Réglementation de l’appellation «musée» au Maroc

Révolution dans le monde de l’art: l’appellation «musée» en passe d’être réglementée au Maroc




S’il était jusqu’à présent possible d’attribuer le mot «musée» librement à une structure et sans pour autant respecter un cahier des charges précis, le Maroc est actuellement en train de prendre un tournant culturel majeur sur impulsion de Sa Majesté le Roi Mohammed VI.




«C’est une vraie révolution qui se joue actuellement dans le domaine muséal», s’enthousiasme Mehdi Qotbi, président de la Fondation nationale des musées du Maroc (FNM).
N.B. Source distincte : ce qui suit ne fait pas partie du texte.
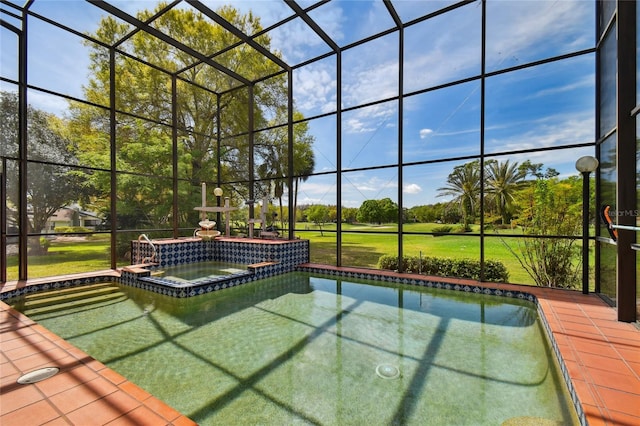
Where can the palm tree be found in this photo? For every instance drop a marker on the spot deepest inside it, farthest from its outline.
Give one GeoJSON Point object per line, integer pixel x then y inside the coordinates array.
{"type": "Point", "coordinates": [464, 185]}
{"type": "Point", "coordinates": [503, 180]}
Et ce n’est pas peu dire car, informe-t-il, «Sa Majesté le Roi Mohammed VI a souhaité que le mot ‘musée’au Royaume du Maroc ne soit utilisé que pour des espaces qui respectent bien les lois muséales».
Ce sujet en réflexion depuis plusieurs années est ainsi sur le point d’aboutir grâce à une loi qui encadrera l’utilisation du terme «musée».




«Cette loi qui est en train d’être amendée est en pleine discussion auprès des députés à la commission des affaires culturelles et de l’éducation devant le parlement», annonce Mehdi Qotbi en précisant que celle-ci y est défendue par le ministre de la Culture, de la Jeunesse et des Sports, Othman El Ferdaous.
Et Abdelaziz Idrissi, directeur du Musée Mohammed VI d’art moderne et contemporain de saluer au passage «le travail extraordinaire réalisé depuis plusieurs mois par le secrétariat général du gouvernement».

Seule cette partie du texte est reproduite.